Je lance un appel à la communauté internationale pour la libération de mon compagnon, Hossein Derakhshan, blogueur et journaliste irano-canadien, surnommé Blogfather, arrêté en novembre 2008 et détenu à la prison de Evin, Téhéran, Iran depuis lors. Nous venons d’apprendre hier (le 19 septembre 2010) que le procureur de Téhéran a requis la peine de mort. Les jours qui viennent pourraient voir cette sentence confirmée par les autorités iraniennes, alors même qu’il n’a fait qu’exercer son métier de journaliste. L’urgence est donc totale.

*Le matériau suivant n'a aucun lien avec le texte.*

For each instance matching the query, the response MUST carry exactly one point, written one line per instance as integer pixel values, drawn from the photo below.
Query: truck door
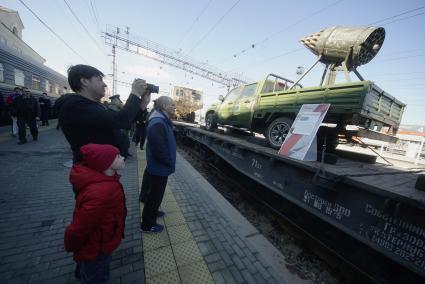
(244, 106)
(225, 110)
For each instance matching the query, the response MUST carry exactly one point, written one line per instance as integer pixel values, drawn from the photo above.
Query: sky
(221, 33)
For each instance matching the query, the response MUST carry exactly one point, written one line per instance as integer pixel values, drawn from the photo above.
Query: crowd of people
(98, 134)
(23, 109)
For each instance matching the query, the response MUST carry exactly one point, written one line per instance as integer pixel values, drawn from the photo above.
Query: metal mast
(172, 58)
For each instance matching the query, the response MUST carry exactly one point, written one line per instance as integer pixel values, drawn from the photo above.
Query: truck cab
(270, 106)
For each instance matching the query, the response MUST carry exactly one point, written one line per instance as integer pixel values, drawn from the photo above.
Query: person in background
(99, 216)
(45, 104)
(161, 160)
(12, 109)
(121, 135)
(27, 111)
(139, 135)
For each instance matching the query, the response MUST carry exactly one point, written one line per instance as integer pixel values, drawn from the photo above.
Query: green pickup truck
(270, 106)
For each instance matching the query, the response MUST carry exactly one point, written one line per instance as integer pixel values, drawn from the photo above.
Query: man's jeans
(95, 271)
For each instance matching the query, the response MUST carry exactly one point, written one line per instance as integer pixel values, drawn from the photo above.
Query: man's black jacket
(84, 121)
(26, 107)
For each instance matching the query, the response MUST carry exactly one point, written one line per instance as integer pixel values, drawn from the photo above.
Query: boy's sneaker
(157, 228)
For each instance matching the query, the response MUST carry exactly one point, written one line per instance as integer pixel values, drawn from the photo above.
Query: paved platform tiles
(205, 239)
(36, 203)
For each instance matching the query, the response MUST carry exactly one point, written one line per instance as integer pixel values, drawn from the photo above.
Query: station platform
(205, 239)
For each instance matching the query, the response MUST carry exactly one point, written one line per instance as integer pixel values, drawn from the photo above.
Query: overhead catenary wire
(82, 25)
(267, 38)
(52, 31)
(213, 27)
(194, 22)
(268, 59)
(94, 10)
(397, 15)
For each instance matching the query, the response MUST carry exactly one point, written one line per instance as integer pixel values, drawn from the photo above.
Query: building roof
(7, 10)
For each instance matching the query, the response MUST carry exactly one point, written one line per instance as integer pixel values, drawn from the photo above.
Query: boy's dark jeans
(150, 211)
(32, 124)
(95, 271)
(145, 187)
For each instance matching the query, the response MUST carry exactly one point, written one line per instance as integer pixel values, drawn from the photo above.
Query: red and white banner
(303, 132)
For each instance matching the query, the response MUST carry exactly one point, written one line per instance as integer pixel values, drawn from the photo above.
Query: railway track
(346, 259)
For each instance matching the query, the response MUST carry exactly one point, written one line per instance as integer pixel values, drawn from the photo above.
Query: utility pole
(114, 64)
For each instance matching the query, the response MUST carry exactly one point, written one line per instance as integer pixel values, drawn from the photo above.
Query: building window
(35, 82)
(19, 77)
(48, 88)
(1, 72)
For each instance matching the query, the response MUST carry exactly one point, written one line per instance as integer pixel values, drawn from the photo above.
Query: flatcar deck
(374, 203)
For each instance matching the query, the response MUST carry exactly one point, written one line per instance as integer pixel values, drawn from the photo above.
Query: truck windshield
(249, 91)
(233, 94)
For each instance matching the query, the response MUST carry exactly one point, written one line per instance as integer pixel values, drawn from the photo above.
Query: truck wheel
(210, 122)
(192, 117)
(277, 130)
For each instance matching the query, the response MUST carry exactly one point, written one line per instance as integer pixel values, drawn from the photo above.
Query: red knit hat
(99, 157)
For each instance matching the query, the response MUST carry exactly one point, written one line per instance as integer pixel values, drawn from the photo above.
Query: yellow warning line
(171, 256)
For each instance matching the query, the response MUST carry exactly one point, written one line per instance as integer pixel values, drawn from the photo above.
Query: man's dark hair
(77, 72)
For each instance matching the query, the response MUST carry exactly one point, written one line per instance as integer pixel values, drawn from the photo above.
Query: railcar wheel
(210, 122)
(277, 130)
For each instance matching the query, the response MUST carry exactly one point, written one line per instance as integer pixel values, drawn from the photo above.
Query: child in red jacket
(99, 216)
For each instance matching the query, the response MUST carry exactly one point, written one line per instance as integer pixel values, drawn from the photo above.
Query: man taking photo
(84, 119)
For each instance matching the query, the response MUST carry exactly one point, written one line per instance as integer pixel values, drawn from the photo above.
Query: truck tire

A l’heure où toutes les grandes nations se réunissent à New York, dans le cadre de l’Organisation des Nations Unies, c’est au Président Ahmadinejad et à toute la communauté internationale, que je souhaite m’adresser pour qu’Hossein retrouve très vite la liberté, au nom des droits de l’homme et de la liberté d’expression des journalistes.

Un site français, les Voix du Panda ainsi que plusieurs autres blogueurs ont lancé des pétitions pour soutenir Hossein Derakhashan. Prenez quelques instants pour signer une des pétitions en cours. Invitation du Panda à signer la pétition.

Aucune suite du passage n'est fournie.